第一生命経済研究所 経済調査部 主任エコノミスト 桂畑誠治氏
 
G20会見で新興国から先進国への批判発言が出ても市場の反応は限定的
 
 G20(主要20カ国・地域財務相・中央銀行総裁会議声明)を前に、すでにブラジルやインドといった新興国から、テーパリング(緩和縮小)を開始した米国に向け、一定の配慮を求める声が上がっている。そうした内容がG20声明に多少は反映されるだろう。去年に新興国リスクが注目された局面におけるG20声明でも、米国はオープンに金融政策を運営し、新興国は構造改革を進めるとしていた。今回も同様の内容が声明に盛り込まれると思う。
 ただ、QE(量的緩和)縮小が止められるわけではない。また、テーパリング縮小を意識した姿勢を示すと、後手に回り対処する状況に陥る可能性がある。これまで言われていたように、新興国市場の大きな混乱が米国にも波及し、米経済見通しが著しく悪化すれば縮小の小休止、あるいは緩和の再拡大もありえると述べることは考えられる。もっとも、実際に政策変更を余儀なくされるような状況への対応を意識しながらも、他国重視の態度を示すことはありえない。国内の状況をみて対応を進めるのが、日銀もそうであるように金融政策の基本。突然の金融政策姿勢の変更は、市場にインパクトを与えてしまうことにもなる。
 両者の意見を反映し、先進国は金融政策の透明性拡大、新興国は構造改革といった、それぞれがやらなければならないことを明示して、これらを進めることで経済成長を維持するといった無難な声明にとどまると思う。先進国はどれだけわかりやすく金融政策を行っていくかを説明し、新興国もそれ以上のことを現時点で求めることはできないだろう。成長目標を定めるなどとの報道もあったようだが、各国ベースにしろ、世界成長の数字を定めるにしろ現実的ではなく、あまり意味もないし合意は難しい。

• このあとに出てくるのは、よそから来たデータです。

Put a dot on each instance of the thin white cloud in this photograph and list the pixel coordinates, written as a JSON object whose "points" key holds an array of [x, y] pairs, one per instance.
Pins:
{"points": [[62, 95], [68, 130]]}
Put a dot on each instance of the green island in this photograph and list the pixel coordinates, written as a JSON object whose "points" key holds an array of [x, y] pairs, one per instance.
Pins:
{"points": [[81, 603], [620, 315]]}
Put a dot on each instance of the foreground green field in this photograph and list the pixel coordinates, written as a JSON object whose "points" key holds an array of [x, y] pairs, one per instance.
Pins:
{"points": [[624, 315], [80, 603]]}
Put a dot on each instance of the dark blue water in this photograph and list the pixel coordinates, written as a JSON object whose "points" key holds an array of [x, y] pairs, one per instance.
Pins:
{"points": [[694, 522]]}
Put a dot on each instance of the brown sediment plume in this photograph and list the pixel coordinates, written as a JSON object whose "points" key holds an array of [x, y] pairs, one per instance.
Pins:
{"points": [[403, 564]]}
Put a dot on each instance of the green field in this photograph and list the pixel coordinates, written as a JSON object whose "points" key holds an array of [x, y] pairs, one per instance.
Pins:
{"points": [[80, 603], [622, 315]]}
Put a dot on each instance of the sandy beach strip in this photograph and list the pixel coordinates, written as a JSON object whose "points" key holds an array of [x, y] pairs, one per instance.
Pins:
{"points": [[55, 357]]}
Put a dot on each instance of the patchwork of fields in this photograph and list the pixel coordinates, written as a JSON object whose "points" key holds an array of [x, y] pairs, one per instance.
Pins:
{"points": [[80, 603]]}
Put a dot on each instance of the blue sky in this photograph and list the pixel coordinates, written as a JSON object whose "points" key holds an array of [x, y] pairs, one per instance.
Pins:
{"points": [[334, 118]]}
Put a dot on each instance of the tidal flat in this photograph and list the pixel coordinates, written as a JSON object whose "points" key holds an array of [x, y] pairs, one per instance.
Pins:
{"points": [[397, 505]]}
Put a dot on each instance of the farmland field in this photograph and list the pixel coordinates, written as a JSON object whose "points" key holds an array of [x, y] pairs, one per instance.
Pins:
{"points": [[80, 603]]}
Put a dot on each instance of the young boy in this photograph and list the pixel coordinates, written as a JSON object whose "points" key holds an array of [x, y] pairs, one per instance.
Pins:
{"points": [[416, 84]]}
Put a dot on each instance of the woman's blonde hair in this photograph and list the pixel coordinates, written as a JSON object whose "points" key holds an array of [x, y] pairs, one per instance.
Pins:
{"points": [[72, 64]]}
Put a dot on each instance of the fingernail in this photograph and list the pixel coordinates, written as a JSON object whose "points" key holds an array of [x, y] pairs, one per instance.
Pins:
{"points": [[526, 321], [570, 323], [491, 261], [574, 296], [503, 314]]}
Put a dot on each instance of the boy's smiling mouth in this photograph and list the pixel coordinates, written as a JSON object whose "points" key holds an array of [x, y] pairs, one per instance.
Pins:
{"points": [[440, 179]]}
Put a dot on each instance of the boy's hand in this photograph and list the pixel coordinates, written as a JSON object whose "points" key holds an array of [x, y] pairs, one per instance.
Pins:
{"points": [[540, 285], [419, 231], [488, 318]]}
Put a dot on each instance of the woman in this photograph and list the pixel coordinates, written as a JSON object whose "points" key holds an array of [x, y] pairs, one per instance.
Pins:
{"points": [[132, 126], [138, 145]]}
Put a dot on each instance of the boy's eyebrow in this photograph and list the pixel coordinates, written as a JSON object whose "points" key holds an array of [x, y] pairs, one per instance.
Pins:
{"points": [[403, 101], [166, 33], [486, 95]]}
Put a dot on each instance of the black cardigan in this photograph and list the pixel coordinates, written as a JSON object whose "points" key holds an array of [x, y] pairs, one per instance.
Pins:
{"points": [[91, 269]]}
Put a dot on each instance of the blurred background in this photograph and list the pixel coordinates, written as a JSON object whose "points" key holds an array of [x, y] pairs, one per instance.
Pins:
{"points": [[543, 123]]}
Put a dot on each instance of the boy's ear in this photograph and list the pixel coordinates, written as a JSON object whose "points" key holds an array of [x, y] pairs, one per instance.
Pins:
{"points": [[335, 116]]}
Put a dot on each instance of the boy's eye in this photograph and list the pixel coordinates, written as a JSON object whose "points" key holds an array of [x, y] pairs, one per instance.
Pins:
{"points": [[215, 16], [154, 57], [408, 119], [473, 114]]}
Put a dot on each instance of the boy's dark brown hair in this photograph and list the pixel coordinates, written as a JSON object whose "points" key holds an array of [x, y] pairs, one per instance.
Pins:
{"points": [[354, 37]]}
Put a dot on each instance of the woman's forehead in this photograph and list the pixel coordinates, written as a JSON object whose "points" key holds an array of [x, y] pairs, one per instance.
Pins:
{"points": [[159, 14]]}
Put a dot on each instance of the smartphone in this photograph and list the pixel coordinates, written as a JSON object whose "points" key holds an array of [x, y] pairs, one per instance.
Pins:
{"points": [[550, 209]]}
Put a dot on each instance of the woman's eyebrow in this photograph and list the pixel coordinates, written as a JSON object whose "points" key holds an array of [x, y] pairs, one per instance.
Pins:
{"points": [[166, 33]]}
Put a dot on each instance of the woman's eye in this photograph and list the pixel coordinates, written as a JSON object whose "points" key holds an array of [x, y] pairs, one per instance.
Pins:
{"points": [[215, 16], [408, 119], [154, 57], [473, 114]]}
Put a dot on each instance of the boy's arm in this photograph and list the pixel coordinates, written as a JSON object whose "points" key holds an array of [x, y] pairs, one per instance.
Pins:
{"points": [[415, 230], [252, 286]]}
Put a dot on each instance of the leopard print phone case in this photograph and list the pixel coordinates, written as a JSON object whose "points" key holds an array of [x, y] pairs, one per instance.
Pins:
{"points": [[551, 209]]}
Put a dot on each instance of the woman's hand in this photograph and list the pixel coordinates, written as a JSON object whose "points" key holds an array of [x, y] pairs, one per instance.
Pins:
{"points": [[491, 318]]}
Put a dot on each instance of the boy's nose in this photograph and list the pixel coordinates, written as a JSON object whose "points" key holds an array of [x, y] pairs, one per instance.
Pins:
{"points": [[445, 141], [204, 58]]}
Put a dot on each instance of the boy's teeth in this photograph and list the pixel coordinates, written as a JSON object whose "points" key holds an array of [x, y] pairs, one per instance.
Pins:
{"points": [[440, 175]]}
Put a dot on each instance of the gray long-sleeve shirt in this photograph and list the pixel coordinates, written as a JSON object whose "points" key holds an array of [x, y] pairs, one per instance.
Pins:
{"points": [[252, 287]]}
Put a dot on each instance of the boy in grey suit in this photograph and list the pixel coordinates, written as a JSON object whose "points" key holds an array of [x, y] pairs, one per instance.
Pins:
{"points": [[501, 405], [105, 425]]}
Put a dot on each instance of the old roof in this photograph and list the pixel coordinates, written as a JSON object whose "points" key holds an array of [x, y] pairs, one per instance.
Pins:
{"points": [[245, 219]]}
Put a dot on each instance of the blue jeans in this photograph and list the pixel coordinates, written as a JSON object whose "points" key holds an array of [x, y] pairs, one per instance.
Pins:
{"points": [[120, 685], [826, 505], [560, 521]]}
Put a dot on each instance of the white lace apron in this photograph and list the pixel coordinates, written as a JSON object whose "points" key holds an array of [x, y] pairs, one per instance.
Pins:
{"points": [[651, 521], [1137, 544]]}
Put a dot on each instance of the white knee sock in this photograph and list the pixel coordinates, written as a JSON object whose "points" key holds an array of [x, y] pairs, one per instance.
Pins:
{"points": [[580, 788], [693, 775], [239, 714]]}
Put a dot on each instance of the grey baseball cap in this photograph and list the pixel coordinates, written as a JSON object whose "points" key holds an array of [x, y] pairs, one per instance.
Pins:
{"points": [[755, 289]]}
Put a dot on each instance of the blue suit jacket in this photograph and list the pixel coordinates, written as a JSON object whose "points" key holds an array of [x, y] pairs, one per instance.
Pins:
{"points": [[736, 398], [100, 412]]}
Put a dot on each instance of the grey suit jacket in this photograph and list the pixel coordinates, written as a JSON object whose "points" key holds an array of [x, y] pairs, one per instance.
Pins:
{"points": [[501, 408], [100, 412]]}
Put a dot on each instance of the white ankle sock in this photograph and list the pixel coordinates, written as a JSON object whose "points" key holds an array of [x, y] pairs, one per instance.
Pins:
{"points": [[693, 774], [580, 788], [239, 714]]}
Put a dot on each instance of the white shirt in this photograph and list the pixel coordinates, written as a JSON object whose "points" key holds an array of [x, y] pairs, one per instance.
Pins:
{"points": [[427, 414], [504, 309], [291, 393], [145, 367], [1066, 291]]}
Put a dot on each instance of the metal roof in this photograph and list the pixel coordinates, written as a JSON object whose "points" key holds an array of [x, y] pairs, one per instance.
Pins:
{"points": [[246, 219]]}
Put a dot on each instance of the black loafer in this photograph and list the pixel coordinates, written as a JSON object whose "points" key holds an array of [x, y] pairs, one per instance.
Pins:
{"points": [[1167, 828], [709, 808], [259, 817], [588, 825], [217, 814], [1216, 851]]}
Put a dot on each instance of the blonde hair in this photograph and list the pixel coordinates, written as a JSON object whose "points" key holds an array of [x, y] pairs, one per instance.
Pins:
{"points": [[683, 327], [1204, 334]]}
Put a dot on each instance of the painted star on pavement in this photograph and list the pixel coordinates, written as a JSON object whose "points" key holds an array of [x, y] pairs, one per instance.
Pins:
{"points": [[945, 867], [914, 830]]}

 いちばんの失望は、対立だけが目立ち、適切な合意がなされないこと。その場合は市場も大きく反応すると思うが、それはありえないだろう。そうしたリスク以外にサプライズはなさそうだ。声明合意後の会見で、ブラジルなどから自国寄りの発言が聞かれるかもしれない。しかし市場がそれに反応することはないだろう。むしろ批判を繰り返すより、どのような改革を行うか表明したほうが、それぞれの新興国にとってもメリットがあり、市場は好感すると思う。